Published online 2009 December 9. doi:  10.1128/JCM.01651-09
PMCID: PMC2815603

Direct Serogrouping of Streptococcus pneumoniae Strains in Clinical Samples by Use of a Latex Agglutination Test [down-pointing small open triangle]

Abstract

Pneumotest-Latex (Statens Seruminstitut) was evaluated for direct serogrouping of Streptococcus pneumoniae strains in clinical samples from patients with invasive disease. The technique was accurate to its level of discrimination for 62 of 67 clinical samples (92.5%). Pneumotest-Latex would be a useful alternative for direct serogrouping of pneumococci in clinical samples.

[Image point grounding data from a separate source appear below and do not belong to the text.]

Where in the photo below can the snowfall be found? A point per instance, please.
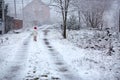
(82, 56)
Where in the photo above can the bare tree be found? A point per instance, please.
(63, 5)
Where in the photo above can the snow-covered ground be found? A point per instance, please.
(55, 58)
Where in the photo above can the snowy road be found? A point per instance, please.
(51, 58)
(29, 60)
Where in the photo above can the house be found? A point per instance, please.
(36, 13)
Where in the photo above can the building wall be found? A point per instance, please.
(36, 13)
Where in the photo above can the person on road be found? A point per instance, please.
(35, 33)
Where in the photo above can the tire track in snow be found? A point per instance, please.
(59, 61)
(16, 66)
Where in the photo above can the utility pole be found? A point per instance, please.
(15, 8)
(119, 20)
(3, 17)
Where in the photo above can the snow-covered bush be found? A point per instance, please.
(72, 23)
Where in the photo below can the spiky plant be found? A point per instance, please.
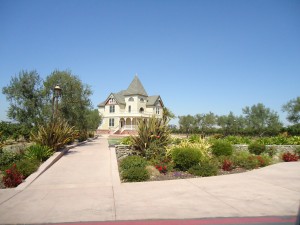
(153, 137)
(54, 134)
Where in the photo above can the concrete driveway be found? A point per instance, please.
(84, 185)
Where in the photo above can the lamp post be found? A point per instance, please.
(56, 95)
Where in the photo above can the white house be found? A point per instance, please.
(121, 111)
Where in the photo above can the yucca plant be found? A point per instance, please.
(153, 137)
(38, 152)
(56, 134)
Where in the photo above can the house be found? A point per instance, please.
(121, 111)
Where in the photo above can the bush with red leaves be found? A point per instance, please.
(12, 177)
(289, 157)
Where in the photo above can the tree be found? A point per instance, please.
(167, 114)
(262, 120)
(93, 119)
(74, 105)
(231, 124)
(187, 123)
(205, 122)
(293, 110)
(26, 99)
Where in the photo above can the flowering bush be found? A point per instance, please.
(201, 144)
(12, 177)
(162, 168)
(227, 165)
(289, 157)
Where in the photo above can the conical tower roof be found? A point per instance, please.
(136, 88)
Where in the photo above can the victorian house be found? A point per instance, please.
(121, 111)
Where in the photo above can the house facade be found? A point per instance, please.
(121, 111)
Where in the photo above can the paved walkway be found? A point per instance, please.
(84, 186)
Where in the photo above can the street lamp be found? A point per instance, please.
(56, 95)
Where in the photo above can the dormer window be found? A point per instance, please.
(111, 108)
(157, 110)
(111, 101)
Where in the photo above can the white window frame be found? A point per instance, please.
(111, 122)
(157, 110)
(112, 108)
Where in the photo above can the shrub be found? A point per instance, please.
(152, 134)
(222, 148)
(271, 151)
(12, 177)
(7, 158)
(256, 148)
(135, 174)
(202, 145)
(245, 160)
(185, 158)
(205, 168)
(264, 160)
(297, 151)
(38, 152)
(54, 134)
(289, 157)
(27, 166)
(227, 165)
(126, 141)
(132, 162)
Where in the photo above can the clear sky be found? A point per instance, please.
(200, 56)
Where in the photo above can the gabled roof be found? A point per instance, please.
(119, 97)
(136, 88)
(152, 100)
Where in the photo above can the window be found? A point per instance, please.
(111, 101)
(157, 110)
(111, 108)
(111, 122)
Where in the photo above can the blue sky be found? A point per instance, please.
(200, 56)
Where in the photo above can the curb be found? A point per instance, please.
(48, 163)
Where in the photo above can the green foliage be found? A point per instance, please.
(237, 140)
(153, 135)
(12, 177)
(205, 168)
(38, 152)
(7, 158)
(248, 161)
(132, 161)
(27, 166)
(293, 110)
(93, 119)
(256, 148)
(55, 134)
(221, 147)
(26, 99)
(262, 120)
(126, 141)
(185, 158)
(297, 151)
(74, 105)
(133, 169)
(135, 174)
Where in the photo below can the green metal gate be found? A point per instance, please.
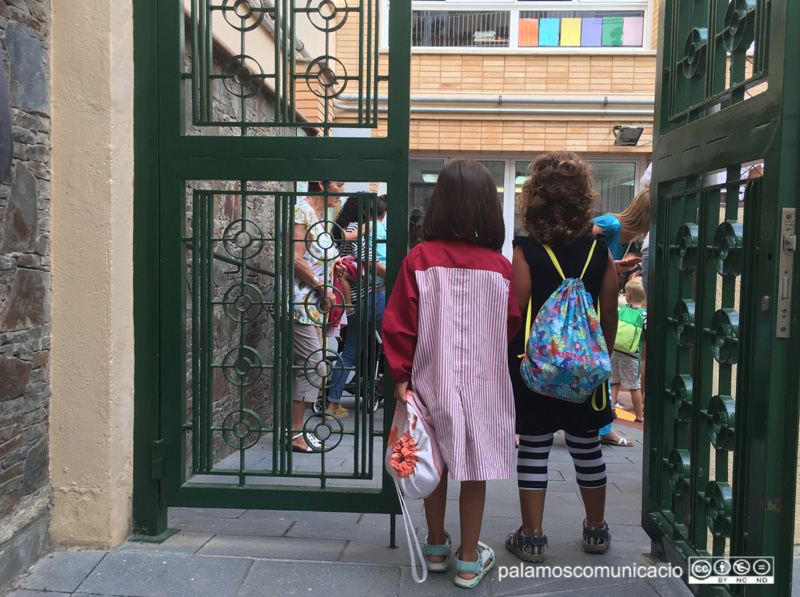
(721, 439)
(237, 107)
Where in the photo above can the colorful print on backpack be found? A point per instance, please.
(566, 355)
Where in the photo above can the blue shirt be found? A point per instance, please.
(380, 249)
(611, 229)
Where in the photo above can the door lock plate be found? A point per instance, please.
(786, 267)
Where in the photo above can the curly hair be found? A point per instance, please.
(558, 200)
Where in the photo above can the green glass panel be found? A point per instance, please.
(612, 31)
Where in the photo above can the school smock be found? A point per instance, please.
(538, 414)
(446, 329)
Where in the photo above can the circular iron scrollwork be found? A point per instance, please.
(242, 366)
(719, 505)
(694, 53)
(323, 14)
(327, 428)
(239, 78)
(686, 244)
(238, 12)
(241, 429)
(317, 307)
(725, 336)
(681, 393)
(319, 241)
(243, 303)
(679, 467)
(721, 420)
(323, 363)
(243, 239)
(739, 28)
(683, 323)
(728, 253)
(323, 70)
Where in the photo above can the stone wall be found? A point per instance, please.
(25, 495)
(227, 209)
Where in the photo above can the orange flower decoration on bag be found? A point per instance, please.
(404, 456)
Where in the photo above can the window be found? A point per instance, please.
(616, 179)
(590, 24)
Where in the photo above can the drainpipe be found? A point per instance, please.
(269, 25)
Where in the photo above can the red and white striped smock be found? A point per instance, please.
(446, 329)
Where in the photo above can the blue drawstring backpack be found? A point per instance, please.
(566, 356)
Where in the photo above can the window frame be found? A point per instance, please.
(515, 7)
(639, 160)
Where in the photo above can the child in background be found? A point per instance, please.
(449, 318)
(625, 366)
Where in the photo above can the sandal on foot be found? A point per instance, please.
(621, 442)
(529, 548)
(484, 563)
(312, 444)
(596, 539)
(437, 550)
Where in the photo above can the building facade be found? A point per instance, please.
(502, 81)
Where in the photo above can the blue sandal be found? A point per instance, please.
(484, 563)
(437, 550)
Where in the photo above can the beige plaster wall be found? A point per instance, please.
(92, 222)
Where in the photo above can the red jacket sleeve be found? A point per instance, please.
(400, 323)
(514, 317)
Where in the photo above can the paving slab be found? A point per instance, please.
(140, 574)
(62, 571)
(288, 548)
(35, 593)
(293, 578)
(181, 542)
(266, 527)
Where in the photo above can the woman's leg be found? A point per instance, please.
(470, 505)
(590, 470)
(534, 451)
(435, 505)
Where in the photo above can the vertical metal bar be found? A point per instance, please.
(149, 512)
(196, 248)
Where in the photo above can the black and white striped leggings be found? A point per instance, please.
(534, 451)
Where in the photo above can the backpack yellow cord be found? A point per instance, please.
(563, 277)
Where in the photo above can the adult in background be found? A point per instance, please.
(353, 221)
(315, 256)
(621, 231)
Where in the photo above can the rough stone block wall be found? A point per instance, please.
(227, 209)
(25, 495)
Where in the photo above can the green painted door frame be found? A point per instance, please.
(721, 440)
(166, 158)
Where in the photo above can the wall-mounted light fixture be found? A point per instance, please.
(627, 135)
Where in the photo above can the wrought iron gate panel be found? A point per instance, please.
(233, 119)
(721, 439)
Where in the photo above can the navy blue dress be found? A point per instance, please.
(538, 414)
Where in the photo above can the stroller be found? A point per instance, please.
(376, 401)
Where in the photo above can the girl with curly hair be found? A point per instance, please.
(556, 208)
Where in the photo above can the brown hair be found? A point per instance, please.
(464, 206)
(635, 289)
(636, 219)
(558, 199)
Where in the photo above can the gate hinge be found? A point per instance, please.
(158, 456)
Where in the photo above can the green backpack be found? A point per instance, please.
(629, 330)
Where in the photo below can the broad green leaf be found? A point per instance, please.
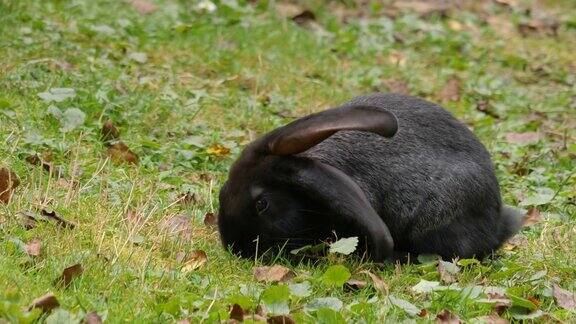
(72, 118)
(405, 305)
(521, 302)
(344, 246)
(336, 275)
(300, 289)
(329, 316)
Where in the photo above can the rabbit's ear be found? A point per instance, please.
(345, 200)
(306, 132)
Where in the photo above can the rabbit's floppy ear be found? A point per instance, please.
(306, 132)
(343, 197)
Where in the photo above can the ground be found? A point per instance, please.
(187, 84)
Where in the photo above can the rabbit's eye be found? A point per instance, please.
(261, 205)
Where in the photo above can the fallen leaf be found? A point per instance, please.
(210, 219)
(522, 138)
(217, 150)
(532, 217)
(143, 7)
(51, 215)
(109, 132)
(377, 282)
(33, 247)
(119, 152)
(197, 259)
(564, 298)
(69, 274)
(236, 313)
(423, 8)
(447, 271)
(8, 182)
(354, 285)
(451, 91)
(275, 273)
(45, 303)
(92, 318)
(446, 317)
(178, 226)
(280, 319)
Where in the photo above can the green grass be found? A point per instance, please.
(222, 79)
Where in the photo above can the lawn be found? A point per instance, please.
(121, 119)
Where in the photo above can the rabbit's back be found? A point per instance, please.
(432, 173)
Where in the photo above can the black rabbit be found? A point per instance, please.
(398, 172)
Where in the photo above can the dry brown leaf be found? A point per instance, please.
(178, 226)
(109, 132)
(143, 7)
(275, 273)
(451, 91)
(34, 247)
(92, 318)
(45, 303)
(532, 217)
(120, 153)
(197, 259)
(522, 138)
(447, 317)
(564, 298)
(8, 182)
(210, 219)
(236, 313)
(69, 274)
(423, 8)
(217, 150)
(281, 319)
(377, 282)
(354, 284)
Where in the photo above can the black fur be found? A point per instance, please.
(430, 188)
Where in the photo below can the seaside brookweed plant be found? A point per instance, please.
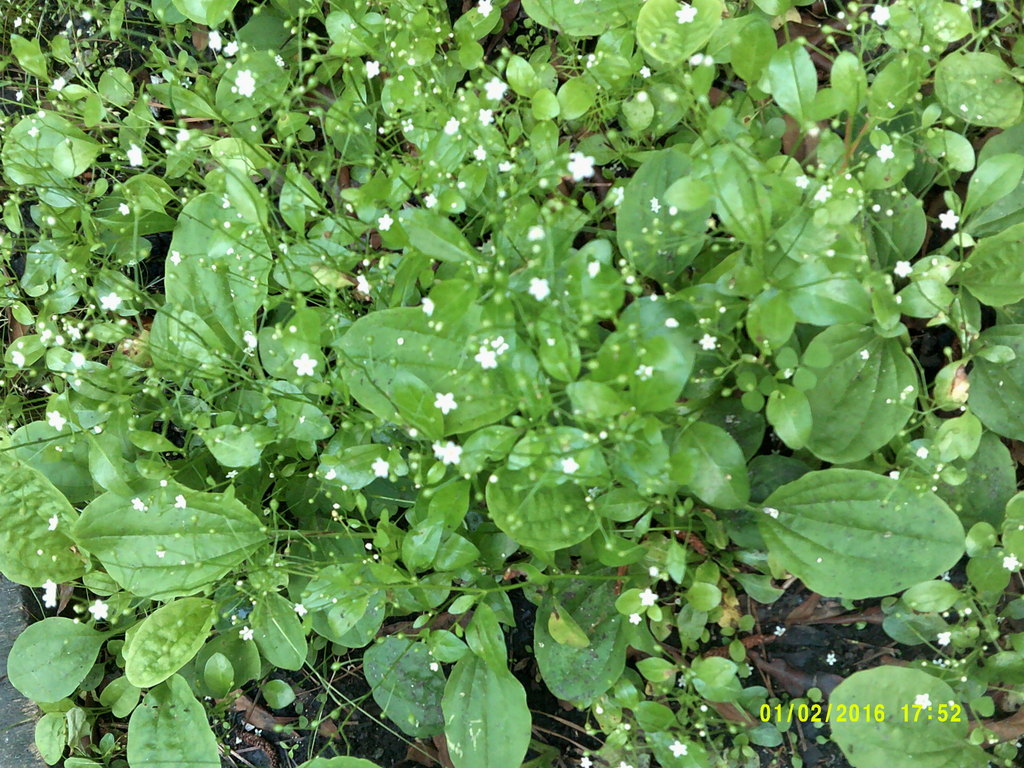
(323, 314)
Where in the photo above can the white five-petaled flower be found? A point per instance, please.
(55, 420)
(135, 155)
(539, 289)
(49, 594)
(686, 14)
(245, 83)
(495, 89)
(444, 402)
(99, 610)
(449, 453)
(948, 220)
(111, 301)
(304, 366)
(581, 166)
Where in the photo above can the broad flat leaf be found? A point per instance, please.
(997, 388)
(402, 683)
(201, 541)
(582, 673)
(792, 80)
(539, 515)
(889, 741)
(30, 552)
(853, 534)
(50, 657)
(668, 39)
(863, 396)
(486, 720)
(167, 640)
(170, 727)
(994, 271)
(979, 88)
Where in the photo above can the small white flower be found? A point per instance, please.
(581, 166)
(686, 14)
(948, 220)
(135, 155)
(304, 366)
(55, 420)
(99, 610)
(495, 89)
(49, 594)
(111, 301)
(539, 289)
(444, 402)
(449, 453)
(245, 82)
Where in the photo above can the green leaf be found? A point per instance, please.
(994, 178)
(994, 270)
(902, 738)
(979, 89)
(853, 534)
(51, 657)
(408, 691)
(709, 461)
(668, 40)
(30, 552)
(201, 542)
(792, 80)
(171, 728)
(486, 720)
(858, 402)
(167, 640)
(279, 632)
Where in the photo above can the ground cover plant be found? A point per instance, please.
(532, 383)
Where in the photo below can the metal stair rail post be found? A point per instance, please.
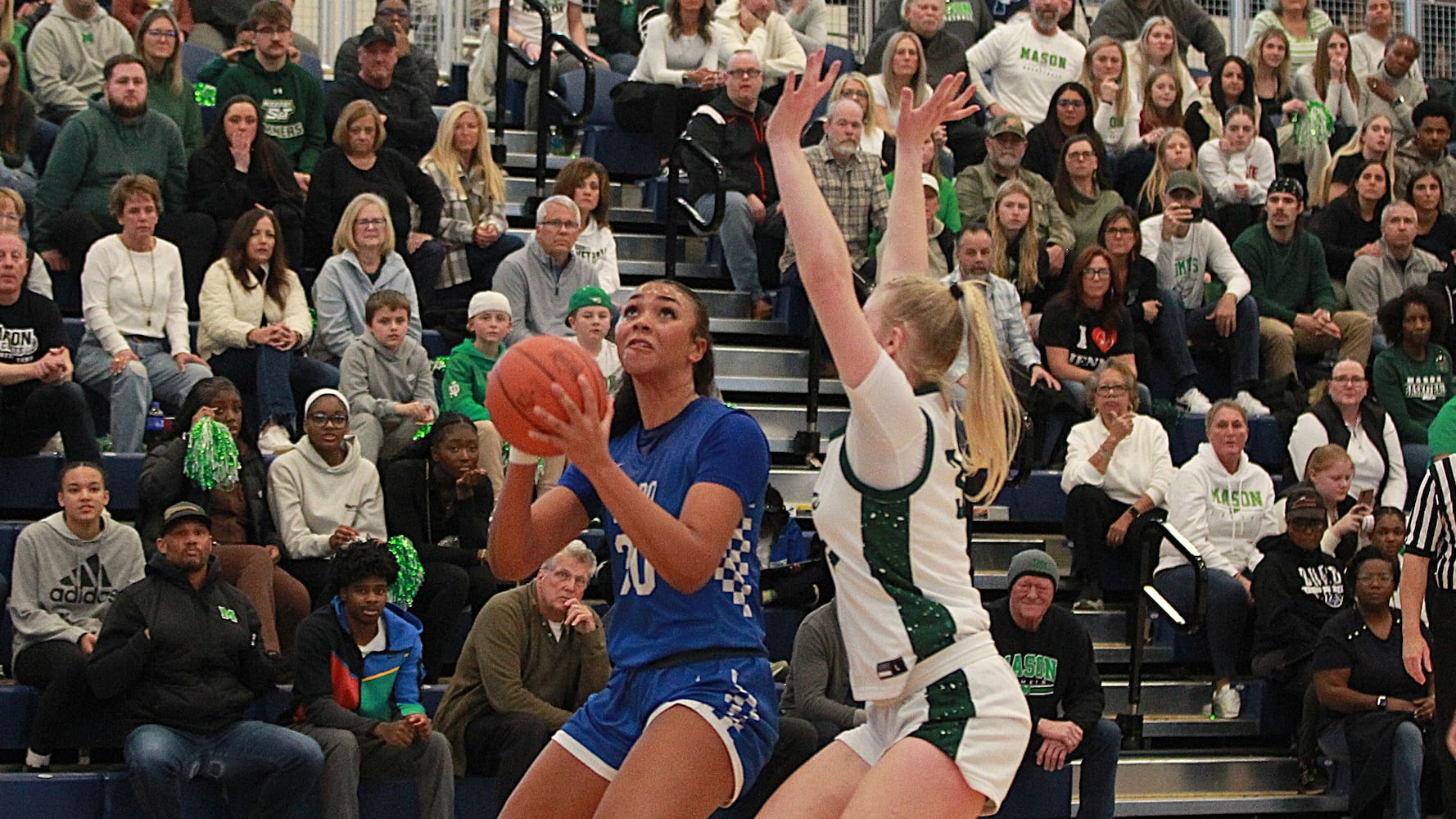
(677, 206)
(548, 97)
(1152, 538)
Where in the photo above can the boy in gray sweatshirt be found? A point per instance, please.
(67, 568)
(387, 378)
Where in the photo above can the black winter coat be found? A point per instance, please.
(190, 659)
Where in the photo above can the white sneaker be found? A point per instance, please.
(274, 441)
(1252, 405)
(1226, 703)
(1194, 402)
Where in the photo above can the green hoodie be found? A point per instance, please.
(465, 381)
(93, 151)
(1287, 278)
(292, 102)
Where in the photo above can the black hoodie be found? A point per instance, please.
(1295, 594)
(178, 656)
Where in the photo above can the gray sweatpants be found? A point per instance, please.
(347, 757)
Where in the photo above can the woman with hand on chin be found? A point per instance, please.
(957, 757)
(138, 346)
(1119, 468)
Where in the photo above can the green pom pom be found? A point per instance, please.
(411, 572)
(211, 455)
(1315, 127)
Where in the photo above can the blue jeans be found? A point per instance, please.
(155, 378)
(1407, 759)
(271, 764)
(271, 381)
(1228, 611)
(735, 235)
(1178, 325)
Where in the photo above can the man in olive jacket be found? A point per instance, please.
(533, 656)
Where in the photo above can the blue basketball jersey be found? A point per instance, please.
(653, 620)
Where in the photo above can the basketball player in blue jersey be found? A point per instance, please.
(947, 722)
(690, 713)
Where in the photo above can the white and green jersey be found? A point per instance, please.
(898, 554)
(1025, 66)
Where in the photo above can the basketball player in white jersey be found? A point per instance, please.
(947, 720)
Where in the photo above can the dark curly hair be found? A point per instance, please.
(361, 561)
(1392, 314)
(1366, 555)
(204, 394)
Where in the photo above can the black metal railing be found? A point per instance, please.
(1154, 534)
(679, 207)
(546, 95)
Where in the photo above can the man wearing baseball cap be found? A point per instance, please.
(1182, 245)
(1286, 265)
(976, 187)
(1298, 587)
(411, 121)
(1051, 654)
(181, 654)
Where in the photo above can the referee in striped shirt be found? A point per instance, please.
(1429, 574)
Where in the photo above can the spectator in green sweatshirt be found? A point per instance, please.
(290, 98)
(1286, 264)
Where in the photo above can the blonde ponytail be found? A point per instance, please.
(992, 414)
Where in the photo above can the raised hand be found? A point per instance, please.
(797, 106)
(945, 106)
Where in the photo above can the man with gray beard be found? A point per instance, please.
(852, 185)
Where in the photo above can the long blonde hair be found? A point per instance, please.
(935, 327)
(1027, 273)
(1257, 61)
(1158, 179)
(1091, 84)
(478, 165)
(838, 92)
(1319, 196)
(893, 85)
(1175, 63)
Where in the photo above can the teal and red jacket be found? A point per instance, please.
(335, 686)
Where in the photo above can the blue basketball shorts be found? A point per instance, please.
(735, 697)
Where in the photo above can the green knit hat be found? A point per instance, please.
(587, 297)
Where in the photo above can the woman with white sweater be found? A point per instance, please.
(323, 495)
(1222, 503)
(676, 72)
(1331, 80)
(255, 325)
(1237, 170)
(138, 347)
(1119, 469)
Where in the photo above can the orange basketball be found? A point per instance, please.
(522, 381)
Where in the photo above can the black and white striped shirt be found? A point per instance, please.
(1431, 532)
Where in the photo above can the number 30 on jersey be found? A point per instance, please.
(640, 576)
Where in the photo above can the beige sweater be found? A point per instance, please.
(229, 310)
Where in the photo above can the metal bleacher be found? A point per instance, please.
(1188, 764)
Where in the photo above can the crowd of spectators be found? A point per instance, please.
(1145, 235)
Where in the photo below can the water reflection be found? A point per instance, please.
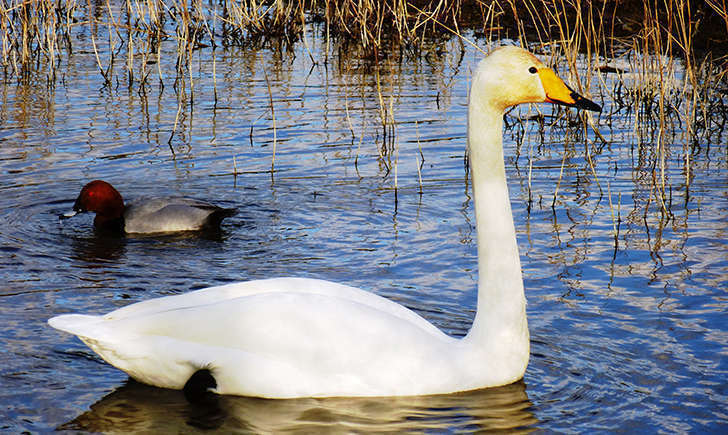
(136, 407)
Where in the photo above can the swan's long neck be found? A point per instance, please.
(501, 315)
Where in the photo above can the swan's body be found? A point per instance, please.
(291, 337)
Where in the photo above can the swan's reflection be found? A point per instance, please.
(140, 408)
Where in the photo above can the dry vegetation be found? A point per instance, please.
(640, 42)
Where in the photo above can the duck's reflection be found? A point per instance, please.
(135, 408)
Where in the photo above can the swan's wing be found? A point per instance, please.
(271, 343)
(212, 295)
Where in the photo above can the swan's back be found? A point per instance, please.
(282, 337)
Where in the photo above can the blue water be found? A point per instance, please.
(627, 334)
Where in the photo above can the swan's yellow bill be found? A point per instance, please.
(558, 92)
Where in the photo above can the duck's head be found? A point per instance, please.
(511, 75)
(100, 197)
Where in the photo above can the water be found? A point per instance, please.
(627, 338)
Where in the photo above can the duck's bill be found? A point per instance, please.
(557, 92)
(68, 214)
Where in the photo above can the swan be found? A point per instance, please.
(148, 215)
(300, 337)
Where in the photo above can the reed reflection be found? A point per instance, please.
(135, 407)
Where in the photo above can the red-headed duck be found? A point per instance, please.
(149, 215)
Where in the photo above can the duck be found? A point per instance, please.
(148, 215)
(288, 337)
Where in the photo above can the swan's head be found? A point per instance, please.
(511, 76)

The reference method for serotyping of Streptococcus pneumoniae is the Quellung reaction (1). Pneumotest-Latex (Statens Seruminstitut, Copenhagen, Denmark) is a simple latex agglutination procedure for partial serogrouping/serotyping of S. pneumoniae strains (10, 11). Strains are classified by Pneumotest-Latex into serotypes, serogroups, or pools of serogroups. Both the Quellung reaction and Pneumotest-Latex are intended for strains isolated in pure culture. However, for many patients with invasive pneumococcal disease (IPD), culture results are negative (7, 14). Although different PCR protocols have been applied for direct serotyping of S. pneumoniae (8, 12), the technical requirements of these assays make them difficult to use in most laboratories. Direct antigen detection in clinical samples constitutes an alternative for the diagnosis of IPD (9). The utility of some latex agglutination techniques for direct antigenic detection of S. pneumoniae in normally sterile clinical samples (NSCS) is related to the capsular serotype (4). The aim of the present study was to evaluate Pneumotest-Latex for direct serogrouping of S. pneumoniae strains in NSCS. We studied 67 NSCS (positive for S. pneumoniae by culture or PCR) from IPD patients. S. pneumoniae was isolated from cultures of 47 samples (44 blood samples and 3 cerebrospinal fluid [CSF] samples). For 20 culture-negative pleural fluids, S. pneumoniae-specific PCR assays using the pneumococcal targets pneumolysin and autolysin (encoded by ply and lytA, respectively) were positive (3). Twenty-four blood samples and the 20 pleural fluids were inoculated into Bactec bottles and incubated in the Bactec 9240 system (Becton Dickinson Microbiology Systems, Cockeysville, MD). The remaining 20 blood samples were inoculated into BacT/Alert vials and incubated in the BacT/Alert system (bioMérieux, Marcy l'Etoile, France). The three CSF samples were cultured using standard methods.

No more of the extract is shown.